I think Byron Katie summed it well in this quote, from her book, A Thousand Names for Joy.
There’s no mistake, and there’s nothing lacking. We’re always going to get what we need, not what we think we need. Then we come to see that what we need is not only what we have, it’s what we want. Then we come to want only what is. That way we always succeed, whatever happens.
I experienced this last week after our car was totaled. (Thankfully all involved are okay.) I had just finished transferring most of the money in our small savings account to our checking, just to cover basic expenses. I thought “Nothing can go wrong. It can’t. There’s not enough for any type of emergency.” An instant later Rachel called telling me about the accident. My heart sank. Hers did, too. I could tell she was more shaken up by the thought of how much it would cost to repair or replace the van, then she was by the accident.
Later that day, on the verge of tears, I sat down to meditate. (Of course it wasn’t easy.) Everything in me wanted to give in to despair. Instead, I heard myself saying, “Thank you. Thank you for this. Thank you everyone was okay. Thank you there was enough coolant left in the leaking radiator to get the van home safely. Thank you that it was just around the corner rather than 100 miles from home. Thank you for our friends who rounded the corner on a walk, just as we arrived home, and offered their car for us to use. Thank you.”
As I gave thanks, my heart rested. It wasn’t a mistake. There is nothing lacking. We are receiving what we need. What is, is what I want.

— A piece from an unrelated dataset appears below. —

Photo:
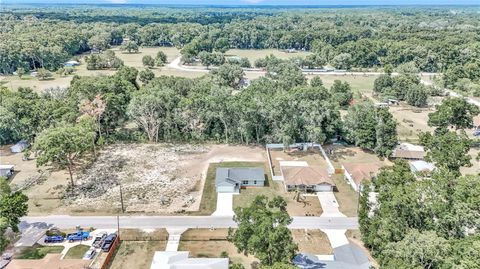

There have been more miracles since then. A family member lending us a larger van while we sort things out. A bonus from work. Having one of my tunes get playlisted. Things I didn’t have to strive for. Of course I’ll never know the direct correlation between my expression of gratitude, and these signs of provision. What I do know, though, is that gratitude is a gateway to contentment. As “good” and “bad” things happen, gratitude puts them in perspective.
Gratitude allows us to do two seemingly opposite things at once. It lets us dream big, while letting go of those dreams at the same time. Gratitude lets our dreams come at the right time. It allows us to be here, now, while holding out our vision for the future with open hands and open hearts.